Last year, it seemed as though Councilmember Joe Buscaino (CD-15, South Bay and San Pedro) and Councilmember Mike Bonin (CD-11, Westside) were the only two City Council offices that were truly engaged and passionate about Mayor Garcetti’s Great Streets Initiative.
A year later, there are small improvements in San Pedro, protected bike lanes on Reseda Boulevard, and even a handful of “final candidate” plans in Gil Cedillo’s North Figueroa. Some people are starting to wonder… what happened to Great Streets on Venice Boulevard?
But Bonin and other boosters of Great Streets have an answer: in the case of West L.A. the Great Streets outreach process may be as valuable as the final project.
A major part of the outreach has been a series of public meetings but also bringing “Great Streets concepts” where people already are both online and in the real world. A pair of online surveys, the second of which is a picture survey that is running now, have garnered hundreds of responses.
The images used in those surveys are also on a series of poster boards are being carted around public spaces in Mar Vista where people can comment with stickers or notes with their feelings about different options to make Venice a Great Street.
A pdf with all of the poster boards is available at the end of this article. A copy of many of the poster boards with comments and stickers showing approval and disapproval is available here.
The boards are making the rounds. Currently, they’re serving as a sort of interactive art exhibit at the popular Venice Grind coffee shop. They’ll also appear at the Grand View Market, the Mar Vista Farmer’s Market, the Mar Vista Library and even at Venice High School, so the current and future users of Venice Boulevard all have a chance to weigh in and learn more about how streets can be about more than just moving cars.

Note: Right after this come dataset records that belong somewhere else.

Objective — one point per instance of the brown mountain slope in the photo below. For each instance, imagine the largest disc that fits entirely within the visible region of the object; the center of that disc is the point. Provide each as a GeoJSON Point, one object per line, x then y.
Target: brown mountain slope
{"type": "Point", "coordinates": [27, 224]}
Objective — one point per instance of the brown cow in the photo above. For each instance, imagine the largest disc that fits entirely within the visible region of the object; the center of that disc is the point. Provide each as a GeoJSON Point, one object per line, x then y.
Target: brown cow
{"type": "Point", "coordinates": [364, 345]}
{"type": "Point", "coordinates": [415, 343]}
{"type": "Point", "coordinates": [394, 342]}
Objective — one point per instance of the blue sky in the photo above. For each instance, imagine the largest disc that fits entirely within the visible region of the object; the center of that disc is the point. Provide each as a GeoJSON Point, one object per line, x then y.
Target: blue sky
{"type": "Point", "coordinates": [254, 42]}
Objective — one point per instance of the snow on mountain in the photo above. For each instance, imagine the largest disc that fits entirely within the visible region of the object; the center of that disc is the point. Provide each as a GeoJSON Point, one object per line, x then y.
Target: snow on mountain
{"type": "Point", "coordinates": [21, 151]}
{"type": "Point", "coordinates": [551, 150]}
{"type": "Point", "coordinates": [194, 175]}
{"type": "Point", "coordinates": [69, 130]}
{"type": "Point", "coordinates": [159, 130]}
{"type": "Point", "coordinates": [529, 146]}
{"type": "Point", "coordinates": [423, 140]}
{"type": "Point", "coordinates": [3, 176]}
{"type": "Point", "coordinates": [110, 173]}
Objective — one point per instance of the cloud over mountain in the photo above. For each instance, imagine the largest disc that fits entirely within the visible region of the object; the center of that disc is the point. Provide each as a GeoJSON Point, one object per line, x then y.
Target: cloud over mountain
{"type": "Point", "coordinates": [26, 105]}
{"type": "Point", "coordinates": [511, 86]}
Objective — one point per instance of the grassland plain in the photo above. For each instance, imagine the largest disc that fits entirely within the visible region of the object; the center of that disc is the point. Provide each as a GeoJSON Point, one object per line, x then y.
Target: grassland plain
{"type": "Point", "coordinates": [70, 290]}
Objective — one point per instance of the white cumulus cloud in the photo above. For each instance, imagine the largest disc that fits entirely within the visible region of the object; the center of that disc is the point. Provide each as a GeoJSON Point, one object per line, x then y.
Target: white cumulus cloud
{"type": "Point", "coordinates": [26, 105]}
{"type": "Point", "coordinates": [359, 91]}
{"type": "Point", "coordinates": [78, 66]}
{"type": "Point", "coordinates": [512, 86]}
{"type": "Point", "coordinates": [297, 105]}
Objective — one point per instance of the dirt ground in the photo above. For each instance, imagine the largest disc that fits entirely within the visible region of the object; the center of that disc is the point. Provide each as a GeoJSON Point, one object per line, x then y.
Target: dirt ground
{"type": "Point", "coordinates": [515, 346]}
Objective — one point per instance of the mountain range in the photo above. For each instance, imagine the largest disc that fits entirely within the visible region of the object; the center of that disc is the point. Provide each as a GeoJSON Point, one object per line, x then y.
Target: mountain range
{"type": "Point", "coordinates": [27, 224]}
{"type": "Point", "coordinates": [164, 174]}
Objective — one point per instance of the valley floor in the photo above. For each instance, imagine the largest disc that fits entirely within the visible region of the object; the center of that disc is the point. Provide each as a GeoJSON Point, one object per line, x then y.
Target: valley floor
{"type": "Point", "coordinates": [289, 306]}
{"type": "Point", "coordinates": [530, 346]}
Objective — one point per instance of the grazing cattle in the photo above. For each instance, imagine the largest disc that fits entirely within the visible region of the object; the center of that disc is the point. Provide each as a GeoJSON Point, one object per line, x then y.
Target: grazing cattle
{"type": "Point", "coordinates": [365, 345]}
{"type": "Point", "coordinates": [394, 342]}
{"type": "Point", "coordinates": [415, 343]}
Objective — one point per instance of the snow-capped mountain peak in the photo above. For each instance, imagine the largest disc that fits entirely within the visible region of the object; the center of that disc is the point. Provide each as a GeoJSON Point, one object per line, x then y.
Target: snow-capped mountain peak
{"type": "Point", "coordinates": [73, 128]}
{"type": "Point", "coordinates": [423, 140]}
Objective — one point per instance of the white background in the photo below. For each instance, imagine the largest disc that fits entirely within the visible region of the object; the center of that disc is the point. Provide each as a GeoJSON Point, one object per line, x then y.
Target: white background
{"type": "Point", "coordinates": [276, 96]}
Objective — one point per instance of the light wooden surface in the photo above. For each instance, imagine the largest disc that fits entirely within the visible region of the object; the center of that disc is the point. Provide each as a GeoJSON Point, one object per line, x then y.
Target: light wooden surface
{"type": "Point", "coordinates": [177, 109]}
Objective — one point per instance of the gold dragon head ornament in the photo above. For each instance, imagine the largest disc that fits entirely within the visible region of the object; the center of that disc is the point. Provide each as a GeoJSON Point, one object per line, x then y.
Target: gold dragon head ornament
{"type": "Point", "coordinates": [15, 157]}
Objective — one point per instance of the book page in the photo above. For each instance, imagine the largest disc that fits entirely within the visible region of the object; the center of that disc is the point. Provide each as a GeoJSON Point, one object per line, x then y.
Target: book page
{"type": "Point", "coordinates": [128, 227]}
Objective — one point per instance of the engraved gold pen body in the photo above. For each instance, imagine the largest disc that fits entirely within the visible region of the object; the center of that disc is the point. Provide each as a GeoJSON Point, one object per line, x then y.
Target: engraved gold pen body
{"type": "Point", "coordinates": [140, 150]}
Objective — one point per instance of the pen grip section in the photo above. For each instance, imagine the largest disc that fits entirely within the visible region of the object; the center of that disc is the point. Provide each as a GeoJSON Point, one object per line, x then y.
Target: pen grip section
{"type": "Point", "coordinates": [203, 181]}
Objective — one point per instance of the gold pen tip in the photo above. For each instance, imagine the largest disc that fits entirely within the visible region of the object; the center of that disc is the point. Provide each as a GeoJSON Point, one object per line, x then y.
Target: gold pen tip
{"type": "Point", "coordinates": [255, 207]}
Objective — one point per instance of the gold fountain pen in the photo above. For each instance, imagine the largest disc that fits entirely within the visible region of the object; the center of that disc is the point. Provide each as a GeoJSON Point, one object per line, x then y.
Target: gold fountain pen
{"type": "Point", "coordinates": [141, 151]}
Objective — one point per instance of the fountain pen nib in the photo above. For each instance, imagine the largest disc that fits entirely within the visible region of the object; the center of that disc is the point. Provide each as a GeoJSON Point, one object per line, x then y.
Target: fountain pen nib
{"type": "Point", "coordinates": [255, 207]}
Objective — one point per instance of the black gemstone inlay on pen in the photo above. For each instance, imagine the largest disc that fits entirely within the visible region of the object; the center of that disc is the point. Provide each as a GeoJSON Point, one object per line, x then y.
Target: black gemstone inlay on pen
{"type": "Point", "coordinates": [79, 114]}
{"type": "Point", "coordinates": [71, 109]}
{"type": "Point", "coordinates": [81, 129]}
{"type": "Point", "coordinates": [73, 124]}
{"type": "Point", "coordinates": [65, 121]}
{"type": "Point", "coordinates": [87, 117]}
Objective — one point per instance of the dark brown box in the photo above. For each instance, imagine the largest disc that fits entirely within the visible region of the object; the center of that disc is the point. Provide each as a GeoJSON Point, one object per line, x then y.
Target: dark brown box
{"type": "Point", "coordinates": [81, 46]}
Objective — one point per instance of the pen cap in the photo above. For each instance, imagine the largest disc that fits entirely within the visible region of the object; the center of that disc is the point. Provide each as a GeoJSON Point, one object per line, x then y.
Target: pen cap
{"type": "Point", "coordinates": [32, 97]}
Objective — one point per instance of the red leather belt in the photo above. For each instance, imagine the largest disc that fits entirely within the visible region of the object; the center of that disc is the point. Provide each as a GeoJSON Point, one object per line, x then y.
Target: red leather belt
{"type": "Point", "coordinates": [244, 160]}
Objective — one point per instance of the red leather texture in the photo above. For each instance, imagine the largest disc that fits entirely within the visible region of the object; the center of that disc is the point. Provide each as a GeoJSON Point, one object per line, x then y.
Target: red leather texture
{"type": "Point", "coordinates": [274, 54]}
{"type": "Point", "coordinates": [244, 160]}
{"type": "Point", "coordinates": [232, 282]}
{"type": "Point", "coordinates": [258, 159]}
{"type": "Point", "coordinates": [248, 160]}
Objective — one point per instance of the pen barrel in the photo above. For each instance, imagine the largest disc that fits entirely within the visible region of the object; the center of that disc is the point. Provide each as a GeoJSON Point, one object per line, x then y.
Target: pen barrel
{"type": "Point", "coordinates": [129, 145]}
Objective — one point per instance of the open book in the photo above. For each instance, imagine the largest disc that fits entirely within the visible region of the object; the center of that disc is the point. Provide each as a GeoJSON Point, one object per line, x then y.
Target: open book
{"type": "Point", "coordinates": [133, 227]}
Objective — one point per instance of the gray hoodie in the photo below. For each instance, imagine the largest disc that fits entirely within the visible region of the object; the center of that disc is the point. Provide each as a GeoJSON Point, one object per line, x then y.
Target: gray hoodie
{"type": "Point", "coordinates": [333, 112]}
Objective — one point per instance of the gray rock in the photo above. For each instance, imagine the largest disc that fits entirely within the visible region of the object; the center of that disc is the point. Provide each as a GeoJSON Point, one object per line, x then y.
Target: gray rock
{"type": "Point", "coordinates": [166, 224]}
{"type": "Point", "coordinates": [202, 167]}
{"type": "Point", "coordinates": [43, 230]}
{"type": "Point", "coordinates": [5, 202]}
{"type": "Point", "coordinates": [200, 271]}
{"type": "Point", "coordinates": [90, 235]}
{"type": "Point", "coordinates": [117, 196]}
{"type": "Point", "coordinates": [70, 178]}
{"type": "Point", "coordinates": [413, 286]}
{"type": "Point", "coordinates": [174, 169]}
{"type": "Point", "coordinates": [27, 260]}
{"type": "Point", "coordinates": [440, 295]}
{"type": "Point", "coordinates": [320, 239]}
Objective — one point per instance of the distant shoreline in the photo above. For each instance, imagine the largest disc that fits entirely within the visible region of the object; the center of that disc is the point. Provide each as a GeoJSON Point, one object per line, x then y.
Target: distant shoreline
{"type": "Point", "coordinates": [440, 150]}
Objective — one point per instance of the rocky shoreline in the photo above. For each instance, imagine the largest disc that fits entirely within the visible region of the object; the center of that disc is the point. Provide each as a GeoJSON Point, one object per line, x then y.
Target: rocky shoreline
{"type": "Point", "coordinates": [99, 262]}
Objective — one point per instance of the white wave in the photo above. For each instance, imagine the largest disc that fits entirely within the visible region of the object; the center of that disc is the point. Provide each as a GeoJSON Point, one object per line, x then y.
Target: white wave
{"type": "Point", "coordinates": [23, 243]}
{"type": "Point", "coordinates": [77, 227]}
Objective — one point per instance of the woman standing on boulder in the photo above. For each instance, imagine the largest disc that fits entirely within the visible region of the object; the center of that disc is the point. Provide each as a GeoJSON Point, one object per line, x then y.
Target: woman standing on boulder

“The Mayor’s Great Streets Initiative is more than a tremendous opportunity to transform downtown Mar Vista – it is a tremendous opportunity to engage our neighbors in creating the community they want to see,” said Bonin.
“I wanted our outreach for Great Streets to be the most extensive and comprehensive community outreach the City has ever done – and that’s exactly what we’ve been doing. From online surveys, to door-to-door walks, to open houses at the Famers Market, libraries and local businesses, this has been a phenomenally informative and engaging experience.”
The Venice Boulevard Great Street aims to transform Venice Boulevard between Beethoven Street and Inglewood Boulevard from a car-centric street full of fast-moving traffic to one more friendly towards all road users.